Regression¶
Simple Linear Regression¶
$Y=\beta_0+\beta_1 x + e$
- $Y$ represents the dependent variable or the variable we are trying to predict or explain.
- $x$ represents the independent variable or the predictor variable.
- $\beta_0$ is the intercept of the regression line, which is the predicted value of $Y$ when $x$ is zero.
- $\beta_1$ is the slope of the regression line, representing the average change in $Y$ for a one-unit change in $x$.
- $e$ stands for the error term (also known as the residual), which is the difference between the observed values and the values predicted by the model.
# Import necessary libraries
import numpy as np
from sklearn.linear_model import LinearRegression
import matplotlib.pyplot as plt
# Generate some random data for demonstration
np.random.seed(0) # Seed for reproducibility
x = np.random.rand(100, 1) # 100 random numbers for independent variable
y = 2 + 3 * x + np.random.randn(100, 1) # Dependent variable with some noise
# Create a linear regression model
model = LinearRegression()
# Fit the model with our data (x - independent, y - dependent)
model.fit(x, y)
# Print the coefficients
print("Intercept (beta_0):", model.intercept_)

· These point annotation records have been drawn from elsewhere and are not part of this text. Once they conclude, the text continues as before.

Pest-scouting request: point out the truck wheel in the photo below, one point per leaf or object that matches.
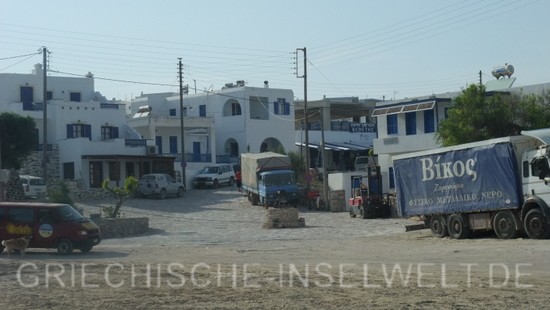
(64, 246)
(86, 249)
(438, 226)
(504, 224)
(458, 226)
(535, 225)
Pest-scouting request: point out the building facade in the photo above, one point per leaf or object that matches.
(91, 137)
(218, 125)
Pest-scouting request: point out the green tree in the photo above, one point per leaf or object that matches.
(478, 115)
(121, 193)
(17, 139)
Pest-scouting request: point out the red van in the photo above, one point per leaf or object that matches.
(51, 225)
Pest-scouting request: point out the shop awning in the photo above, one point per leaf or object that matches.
(341, 146)
(421, 106)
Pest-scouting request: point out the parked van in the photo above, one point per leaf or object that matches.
(51, 225)
(215, 175)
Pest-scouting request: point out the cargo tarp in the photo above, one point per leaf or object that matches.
(469, 180)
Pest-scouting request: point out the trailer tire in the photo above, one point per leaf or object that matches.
(504, 224)
(438, 226)
(535, 225)
(458, 227)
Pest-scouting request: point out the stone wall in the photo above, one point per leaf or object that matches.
(283, 218)
(122, 227)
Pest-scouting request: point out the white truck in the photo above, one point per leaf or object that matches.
(499, 184)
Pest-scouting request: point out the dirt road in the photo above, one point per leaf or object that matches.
(207, 250)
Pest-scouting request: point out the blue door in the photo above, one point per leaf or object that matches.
(196, 151)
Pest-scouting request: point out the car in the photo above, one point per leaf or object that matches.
(161, 185)
(215, 175)
(33, 187)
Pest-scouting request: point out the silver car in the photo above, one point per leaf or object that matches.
(161, 185)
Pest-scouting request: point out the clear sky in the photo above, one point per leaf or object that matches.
(363, 48)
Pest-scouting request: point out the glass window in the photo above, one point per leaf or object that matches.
(410, 123)
(429, 122)
(392, 124)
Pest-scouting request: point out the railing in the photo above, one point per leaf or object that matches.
(135, 142)
(109, 106)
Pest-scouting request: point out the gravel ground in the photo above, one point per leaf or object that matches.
(207, 250)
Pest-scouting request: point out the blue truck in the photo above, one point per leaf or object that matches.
(499, 184)
(267, 179)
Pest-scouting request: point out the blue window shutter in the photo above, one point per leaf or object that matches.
(69, 131)
(88, 131)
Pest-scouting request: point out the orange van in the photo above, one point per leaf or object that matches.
(51, 225)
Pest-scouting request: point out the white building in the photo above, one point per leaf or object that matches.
(87, 136)
(218, 125)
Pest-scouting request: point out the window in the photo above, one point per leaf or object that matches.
(259, 108)
(429, 124)
(79, 130)
(525, 169)
(114, 174)
(109, 132)
(173, 144)
(281, 107)
(410, 123)
(392, 180)
(21, 215)
(235, 108)
(26, 93)
(392, 124)
(158, 143)
(74, 97)
(68, 171)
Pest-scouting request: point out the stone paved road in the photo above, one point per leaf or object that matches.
(224, 216)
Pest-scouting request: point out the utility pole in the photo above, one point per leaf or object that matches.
(306, 120)
(45, 116)
(480, 81)
(182, 139)
(325, 160)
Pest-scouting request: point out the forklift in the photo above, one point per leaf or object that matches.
(367, 199)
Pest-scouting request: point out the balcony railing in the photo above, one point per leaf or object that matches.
(135, 142)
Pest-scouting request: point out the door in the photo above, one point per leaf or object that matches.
(96, 174)
(196, 151)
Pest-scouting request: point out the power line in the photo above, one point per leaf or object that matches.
(19, 56)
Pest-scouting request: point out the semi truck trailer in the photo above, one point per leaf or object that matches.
(500, 184)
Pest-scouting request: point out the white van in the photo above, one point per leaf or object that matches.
(215, 175)
(363, 162)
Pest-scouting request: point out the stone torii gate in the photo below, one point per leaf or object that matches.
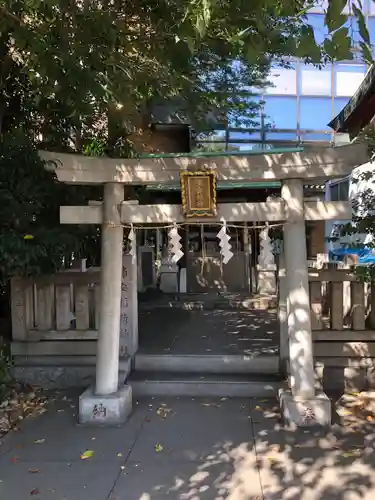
(292, 168)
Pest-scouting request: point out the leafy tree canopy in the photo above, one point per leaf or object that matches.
(63, 63)
(82, 75)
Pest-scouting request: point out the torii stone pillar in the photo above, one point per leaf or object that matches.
(301, 405)
(107, 403)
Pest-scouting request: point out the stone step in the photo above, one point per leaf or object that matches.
(199, 302)
(191, 363)
(208, 385)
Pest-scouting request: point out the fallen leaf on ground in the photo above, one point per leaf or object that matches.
(87, 454)
(163, 412)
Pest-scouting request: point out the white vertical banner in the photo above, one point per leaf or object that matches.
(129, 307)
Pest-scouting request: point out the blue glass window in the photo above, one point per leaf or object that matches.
(371, 28)
(284, 81)
(315, 81)
(316, 21)
(315, 113)
(244, 103)
(281, 136)
(243, 135)
(316, 137)
(352, 24)
(281, 112)
(348, 78)
(339, 104)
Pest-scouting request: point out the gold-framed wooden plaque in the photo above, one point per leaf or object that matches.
(198, 192)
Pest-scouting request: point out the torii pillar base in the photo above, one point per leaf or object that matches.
(111, 409)
(298, 412)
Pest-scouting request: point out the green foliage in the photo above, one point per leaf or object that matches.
(63, 63)
(5, 375)
(32, 241)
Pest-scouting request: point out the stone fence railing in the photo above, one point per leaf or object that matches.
(62, 306)
(343, 324)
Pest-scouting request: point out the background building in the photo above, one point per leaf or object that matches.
(304, 98)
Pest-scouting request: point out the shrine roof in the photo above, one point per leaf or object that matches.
(209, 154)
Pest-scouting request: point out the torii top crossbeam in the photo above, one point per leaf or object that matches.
(312, 163)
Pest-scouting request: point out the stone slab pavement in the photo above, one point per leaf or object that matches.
(187, 449)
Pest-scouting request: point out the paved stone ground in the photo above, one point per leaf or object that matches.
(218, 331)
(188, 449)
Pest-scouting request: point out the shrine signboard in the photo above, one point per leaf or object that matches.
(198, 192)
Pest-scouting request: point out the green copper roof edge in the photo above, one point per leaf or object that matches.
(232, 185)
(223, 153)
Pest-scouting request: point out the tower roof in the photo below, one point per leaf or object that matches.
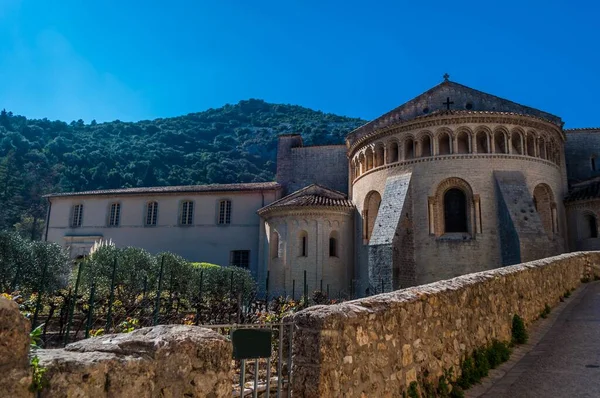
(312, 196)
(451, 96)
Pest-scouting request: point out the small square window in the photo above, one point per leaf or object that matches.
(225, 212)
(187, 213)
(151, 213)
(77, 216)
(114, 217)
(240, 258)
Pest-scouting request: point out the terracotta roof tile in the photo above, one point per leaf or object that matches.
(253, 186)
(585, 191)
(311, 196)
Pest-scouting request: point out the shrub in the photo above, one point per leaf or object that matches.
(546, 311)
(519, 333)
(22, 263)
(497, 353)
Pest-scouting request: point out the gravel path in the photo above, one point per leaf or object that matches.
(565, 359)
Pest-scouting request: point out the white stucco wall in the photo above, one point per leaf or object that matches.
(204, 240)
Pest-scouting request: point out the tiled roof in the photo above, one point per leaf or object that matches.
(314, 200)
(585, 191)
(312, 196)
(253, 186)
(448, 89)
(583, 129)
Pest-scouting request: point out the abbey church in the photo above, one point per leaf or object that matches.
(452, 182)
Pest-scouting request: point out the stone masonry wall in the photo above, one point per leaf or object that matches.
(581, 146)
(14, 348)
(299, 166)
(378, 345)
(160, 361)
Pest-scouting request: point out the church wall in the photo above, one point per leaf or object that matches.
(580, 147)
(298, 166)
(205, 240)
(440, 258)
(289, 264)
(577, 212)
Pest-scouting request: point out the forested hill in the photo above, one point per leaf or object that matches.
(235, 143)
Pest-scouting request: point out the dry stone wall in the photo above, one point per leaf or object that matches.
(160, 361)
(14, 348)
(375, 347)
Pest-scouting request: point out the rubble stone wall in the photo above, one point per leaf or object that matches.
(14, 348)
(161, 361)
(378, 345)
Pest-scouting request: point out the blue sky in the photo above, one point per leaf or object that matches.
(133, 60)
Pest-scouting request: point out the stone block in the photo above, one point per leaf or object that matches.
(161, 361)
(14, 350)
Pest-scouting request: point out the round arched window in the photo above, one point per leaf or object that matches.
(455, 211)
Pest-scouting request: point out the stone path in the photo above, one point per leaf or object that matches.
(561, 359)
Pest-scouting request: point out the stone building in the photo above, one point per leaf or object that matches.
(452, 182)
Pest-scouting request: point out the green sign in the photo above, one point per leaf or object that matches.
(251, 343)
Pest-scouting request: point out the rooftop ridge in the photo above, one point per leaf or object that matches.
(394, 113)
(250, 186)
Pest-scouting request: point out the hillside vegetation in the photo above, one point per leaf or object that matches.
(235, 143)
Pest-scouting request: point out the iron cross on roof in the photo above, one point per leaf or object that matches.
(448, 103)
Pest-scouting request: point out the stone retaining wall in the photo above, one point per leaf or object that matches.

print("Slope (beta_1):", model.coef_)
Intercept (beta_0): [2.22215108] Slope (beta_1): [[2.93693502]]
# Use the model to make predictions
y_pred = model.predict(x)
# Plotting
plt.scatter(x, y, color='blue') # actual data points
plt.plot(x, y_pred, color='red') # our model's predictions
plt.title('Simple Linear Regression')
plt.xlabel('x')
plt.ylabel('y')
plt.show()
Find Best estimator of $\beta_1$¶
Ordinary Least Squares¶
The goal is to find the values of $\beta_0$ and $\beta_1$ that minimize the sum of the squared differences (residuals) between the observed values and the values predicted by the linear model.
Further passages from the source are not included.